Bienvenidos a Bergen, la ciudad que con 280 días al año ostenta el poco honroso récord de ser la ciudad más lluviosa de Europa, como no podía ser menos en este blog monoclimático. Evidentemente llovió, aunque tuve bastante suerte y viví una tarde soleada. Los dos días de descanso y callejeo pausado sobre todo por el mercado del puerto, donde comí por la jeta a base de muestras de carne de ballena, salmón o reno, todo gentilmente ofrecido por los trabajadores españoles que hacen su agosto cobrando los estratosféricos sueldos noruegos (cerca de 2.500 euros una cajera). En ese mercado resonaron los últimos ecos de Mongol y Kang, una chica de Barcelona me habló de dos chinos que también venían de Oslo en bici. Llegaron un día antes, probablemente en tren. No me los encontré y fue la última vez que tuve noticias de ellos en el viaje, se fueron hacia el sur para conocer el otro norte de Europa (Dinamarca, Holanda, Alemania...). A quien sí me encontré es a la avilesina Lorena, que sale a mi izquierda en la foto de abajo con sus amigas asturianas y a quien dedicaré una entrada a su debido tiempo porque fue la auténtica auditora de este viaje.


lunes

El infierno del sur






Los aficionados ciclistas saben que a la Paris-Roubaix, la clásica que desde hace más de cien años maltrata a los corredores durante más de 250 kilómetros por caminos de pavés, a menudo bajo la lluvia y el frío de la primavera de esa zona, recibe el apodo del infierno del norte.
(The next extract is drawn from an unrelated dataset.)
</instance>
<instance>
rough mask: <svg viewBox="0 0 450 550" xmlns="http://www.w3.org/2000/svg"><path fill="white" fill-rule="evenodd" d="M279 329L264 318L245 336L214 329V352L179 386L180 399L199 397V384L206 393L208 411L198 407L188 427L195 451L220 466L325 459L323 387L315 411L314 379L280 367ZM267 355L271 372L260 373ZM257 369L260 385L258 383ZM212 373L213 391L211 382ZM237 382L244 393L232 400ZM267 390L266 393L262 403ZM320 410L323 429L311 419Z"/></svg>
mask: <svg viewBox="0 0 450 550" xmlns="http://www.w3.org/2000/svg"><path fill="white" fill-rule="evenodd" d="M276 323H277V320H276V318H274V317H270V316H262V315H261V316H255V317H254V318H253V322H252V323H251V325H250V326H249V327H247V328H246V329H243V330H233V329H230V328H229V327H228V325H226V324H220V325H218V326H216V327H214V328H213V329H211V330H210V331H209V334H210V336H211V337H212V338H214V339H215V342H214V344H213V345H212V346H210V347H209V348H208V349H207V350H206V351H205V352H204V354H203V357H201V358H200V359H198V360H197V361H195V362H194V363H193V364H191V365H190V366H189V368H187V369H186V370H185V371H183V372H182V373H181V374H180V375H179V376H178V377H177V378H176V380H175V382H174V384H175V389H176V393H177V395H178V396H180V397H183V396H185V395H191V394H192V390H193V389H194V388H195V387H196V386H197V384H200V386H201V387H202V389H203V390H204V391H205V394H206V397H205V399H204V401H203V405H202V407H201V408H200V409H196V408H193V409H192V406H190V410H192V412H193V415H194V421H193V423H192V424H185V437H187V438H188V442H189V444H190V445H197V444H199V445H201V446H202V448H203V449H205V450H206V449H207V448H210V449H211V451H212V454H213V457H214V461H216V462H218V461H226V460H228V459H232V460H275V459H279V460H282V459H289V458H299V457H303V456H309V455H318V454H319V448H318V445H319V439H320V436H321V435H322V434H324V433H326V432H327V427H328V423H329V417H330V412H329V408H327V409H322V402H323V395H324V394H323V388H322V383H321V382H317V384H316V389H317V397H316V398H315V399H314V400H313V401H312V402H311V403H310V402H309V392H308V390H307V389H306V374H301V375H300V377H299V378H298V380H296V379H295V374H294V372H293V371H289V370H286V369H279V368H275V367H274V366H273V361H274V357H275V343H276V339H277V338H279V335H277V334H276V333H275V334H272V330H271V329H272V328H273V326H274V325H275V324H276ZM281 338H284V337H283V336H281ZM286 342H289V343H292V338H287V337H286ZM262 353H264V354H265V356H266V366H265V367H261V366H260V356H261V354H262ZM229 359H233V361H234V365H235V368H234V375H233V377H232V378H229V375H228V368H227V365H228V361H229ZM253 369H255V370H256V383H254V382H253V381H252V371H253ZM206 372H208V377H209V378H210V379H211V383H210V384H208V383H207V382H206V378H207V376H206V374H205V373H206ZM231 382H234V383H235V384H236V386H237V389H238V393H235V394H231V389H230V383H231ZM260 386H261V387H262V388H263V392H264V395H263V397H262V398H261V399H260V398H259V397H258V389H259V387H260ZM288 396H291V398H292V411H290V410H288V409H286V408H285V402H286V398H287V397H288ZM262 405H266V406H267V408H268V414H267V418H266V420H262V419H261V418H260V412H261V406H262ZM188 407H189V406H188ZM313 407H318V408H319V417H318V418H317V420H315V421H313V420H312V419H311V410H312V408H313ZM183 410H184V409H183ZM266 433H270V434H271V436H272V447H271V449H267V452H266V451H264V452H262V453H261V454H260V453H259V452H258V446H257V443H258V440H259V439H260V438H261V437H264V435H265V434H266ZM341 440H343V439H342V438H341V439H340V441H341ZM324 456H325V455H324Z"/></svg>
En una región mucho más septentrional, yo viví mi peculiar infierno, paradójicamente del sur, que concluye con la etapa más larga y más dura que he hecho nunca. Sin embargo, ahora, con el tiempo, tengo un buen recuerdo de aquellos 117 kilómetros subiendo y bajando colinas, calado pese a ir embozado hasta arriba con toda la vestimenta que llevaba preparada para el frío y la lluvia. Incluso me cae bien aquella ciclista noruega que me dijo que estaba a dos horitas de Bergen cuando finalmente todavía tuve que emplear más del doble de tiempo. Por el camino paré en la magnífica cascada de Nortehisund (ver foto abajo) y en los tiempos de tregua meteorológica pude admirar paisajes tan bucólicos como los de las imágenes en las que no aparezco. Pero de lo que mejor recuerdo guardo es de esa entrada en Bergen bajo el chaparrón, sin un alojamiento asegurado y buscando albergue por las calles de la ciudad, calado hasta los huesos. Y de la ducha caliente en el hotel, de mi garganta quemada por el revitalizante vodka que me ofrecieron mis compañeros de habitación polacos casi sin darme tiempo a instalarme y de la fiesta waffles del albergue, que me ahorró una cena y me permitió proseguir con mi recuperación a base de alcohol y dulces. Sí, valió la pena todo eso sólo por el placer de llegar, de mirar atrás con satisfacción. El recorrido del sur, la primera parte de este viaje quizá irrepetible, llegaba a su fin.